En pocos grupos encontramos una radicalidad tan extrema en ambos sentidos: por un lado los sonidos disruptivos y desagradables; por otro, sus voces angelicales, armónicas y siempre combinadas con restos de su educación religiosa. Lo normal es que cuando un grupo se exprime a sí mismo por la vía de la experimentalidad se aleje de las armonías, como Radiohead en sus momentos más extremos, en los que incluso han prescindido de las voces, pero Low son otra cosa. En realidad siempre están recordando que son personas que rezan todas las noches y que lo hacen juntas. Y aseguran que ese es el secreto del éxito de su matrimonio. Más osado es apuntar a lo que siempre han cuidado la melodía pop, en el fondo. Ni Radiohead ni tampoco Sigur Rós harían una canción sobre vivir un calvario en Michigan, para después titularla ‘Hey’.

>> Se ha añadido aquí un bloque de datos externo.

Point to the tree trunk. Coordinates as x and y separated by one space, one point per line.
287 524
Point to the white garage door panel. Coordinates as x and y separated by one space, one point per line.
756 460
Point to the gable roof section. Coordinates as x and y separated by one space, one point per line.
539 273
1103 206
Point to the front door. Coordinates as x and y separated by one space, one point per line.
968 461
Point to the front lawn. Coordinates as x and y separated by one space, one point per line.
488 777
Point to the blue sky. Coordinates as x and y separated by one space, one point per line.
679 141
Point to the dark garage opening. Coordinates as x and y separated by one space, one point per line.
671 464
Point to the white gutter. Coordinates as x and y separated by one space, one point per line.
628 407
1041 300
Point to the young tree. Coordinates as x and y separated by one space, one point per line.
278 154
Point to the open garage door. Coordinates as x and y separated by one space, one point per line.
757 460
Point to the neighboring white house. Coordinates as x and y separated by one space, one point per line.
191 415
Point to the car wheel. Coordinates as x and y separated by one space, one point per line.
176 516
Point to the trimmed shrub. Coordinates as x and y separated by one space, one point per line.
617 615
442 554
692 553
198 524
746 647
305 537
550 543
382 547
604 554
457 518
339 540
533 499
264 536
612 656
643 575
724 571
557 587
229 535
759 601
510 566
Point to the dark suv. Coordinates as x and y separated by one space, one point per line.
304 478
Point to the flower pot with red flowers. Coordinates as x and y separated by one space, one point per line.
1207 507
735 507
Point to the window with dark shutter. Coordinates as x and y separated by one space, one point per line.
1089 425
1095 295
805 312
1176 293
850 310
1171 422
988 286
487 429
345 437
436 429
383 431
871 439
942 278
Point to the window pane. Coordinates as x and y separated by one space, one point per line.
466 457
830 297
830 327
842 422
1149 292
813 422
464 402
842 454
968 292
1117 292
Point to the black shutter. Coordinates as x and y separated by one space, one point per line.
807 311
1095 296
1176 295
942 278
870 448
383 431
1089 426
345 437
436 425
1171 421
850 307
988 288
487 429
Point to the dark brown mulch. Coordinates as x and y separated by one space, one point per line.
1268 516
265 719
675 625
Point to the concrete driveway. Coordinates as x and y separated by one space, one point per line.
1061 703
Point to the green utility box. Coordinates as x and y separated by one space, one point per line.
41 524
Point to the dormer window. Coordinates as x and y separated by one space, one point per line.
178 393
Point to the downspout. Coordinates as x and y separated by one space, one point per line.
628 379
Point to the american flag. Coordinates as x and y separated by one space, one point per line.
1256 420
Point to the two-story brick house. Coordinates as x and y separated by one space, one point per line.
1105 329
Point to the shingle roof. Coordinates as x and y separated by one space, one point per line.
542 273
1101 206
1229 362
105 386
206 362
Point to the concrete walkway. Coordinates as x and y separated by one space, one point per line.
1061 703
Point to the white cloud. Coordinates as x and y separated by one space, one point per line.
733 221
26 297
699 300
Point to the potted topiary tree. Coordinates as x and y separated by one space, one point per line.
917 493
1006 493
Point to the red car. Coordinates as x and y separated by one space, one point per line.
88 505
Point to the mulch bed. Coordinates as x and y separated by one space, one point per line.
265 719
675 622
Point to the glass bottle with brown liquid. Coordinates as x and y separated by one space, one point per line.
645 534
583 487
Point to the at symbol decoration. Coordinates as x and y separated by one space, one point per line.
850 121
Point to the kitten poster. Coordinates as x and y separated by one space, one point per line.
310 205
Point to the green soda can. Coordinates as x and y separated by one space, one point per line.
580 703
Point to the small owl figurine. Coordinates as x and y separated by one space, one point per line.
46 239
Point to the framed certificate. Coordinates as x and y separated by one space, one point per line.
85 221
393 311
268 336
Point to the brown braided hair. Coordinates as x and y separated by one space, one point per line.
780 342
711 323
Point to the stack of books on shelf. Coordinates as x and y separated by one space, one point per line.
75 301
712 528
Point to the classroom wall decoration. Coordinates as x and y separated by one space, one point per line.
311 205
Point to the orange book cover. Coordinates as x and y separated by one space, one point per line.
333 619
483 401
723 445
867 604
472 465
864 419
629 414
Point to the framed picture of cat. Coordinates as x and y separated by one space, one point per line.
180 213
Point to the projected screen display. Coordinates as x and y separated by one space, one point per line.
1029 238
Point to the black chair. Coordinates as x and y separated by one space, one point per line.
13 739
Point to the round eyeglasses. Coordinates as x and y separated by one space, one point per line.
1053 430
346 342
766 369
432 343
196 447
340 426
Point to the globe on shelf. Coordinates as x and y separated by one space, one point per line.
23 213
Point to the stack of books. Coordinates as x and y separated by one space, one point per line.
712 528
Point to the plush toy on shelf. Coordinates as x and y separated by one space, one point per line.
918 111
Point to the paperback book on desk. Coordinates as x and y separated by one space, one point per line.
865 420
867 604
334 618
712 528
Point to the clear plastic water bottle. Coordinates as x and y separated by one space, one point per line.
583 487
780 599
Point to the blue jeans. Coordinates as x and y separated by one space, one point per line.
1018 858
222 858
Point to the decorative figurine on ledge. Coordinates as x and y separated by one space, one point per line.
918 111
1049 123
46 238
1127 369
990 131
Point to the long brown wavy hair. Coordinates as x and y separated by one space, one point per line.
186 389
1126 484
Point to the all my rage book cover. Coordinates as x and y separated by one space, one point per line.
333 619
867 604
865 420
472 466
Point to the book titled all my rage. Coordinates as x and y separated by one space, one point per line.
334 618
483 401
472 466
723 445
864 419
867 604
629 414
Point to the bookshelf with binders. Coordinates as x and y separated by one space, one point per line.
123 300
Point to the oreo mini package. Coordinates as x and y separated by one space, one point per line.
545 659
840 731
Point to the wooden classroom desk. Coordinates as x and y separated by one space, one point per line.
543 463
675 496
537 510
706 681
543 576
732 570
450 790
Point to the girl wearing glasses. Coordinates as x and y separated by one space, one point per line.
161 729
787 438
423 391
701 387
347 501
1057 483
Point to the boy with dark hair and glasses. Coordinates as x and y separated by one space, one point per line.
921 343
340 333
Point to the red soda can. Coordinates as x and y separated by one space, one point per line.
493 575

Prueba del culo inquieto de Low, también en lo lírico, es el último giro que han decidido dar a su disco. Si bien sus textos continúan siendo universales en su generalidad, en su falta de concreción, para los videoclips de esta era han decidido jugar con sus propios prejuicios y hablar de la identidad de género. A raíz de una conversación con Dorian Wood a través de Twitter, Alan se dio cuenta de que había hecho un comentario un poco prejuicioso, reflexionó sobre ello, y como resultado nos han entregado vídeos como ‘More‘ y sobre todo ‘Disappearing‘.

Son dos obras muy sutiles en su mensaje, que en realidad encajan con la imagen que siempre ha tenido el grupo con Mimi tranquila a la batería y Alan temblando como un niño -o como mínimo con cierta actitud shoegazer- frente al micrófono. Así, han enriquecido también el discurso de Low. ‘HEY WHAT’ no es un disco tan rompedor e inesperado como lo fue ‘Double Negative’, ofreciendo a cambio una visión más accesible para el oyente casual. Aquí, por cada arduo ‘There’s a Comma After Still’ emerge un medio popero ‘More’ (ambos cortes de 2 minutos de duración), como antes tras la brumosa segunda parte de ‘Hey’ había emergido el single ‘Days Like These’. Una gozada seguir escuchando el infierno interior que suena dentro de las cabezas de Low, con el único deseo de que algún día puedan encontrar la paz.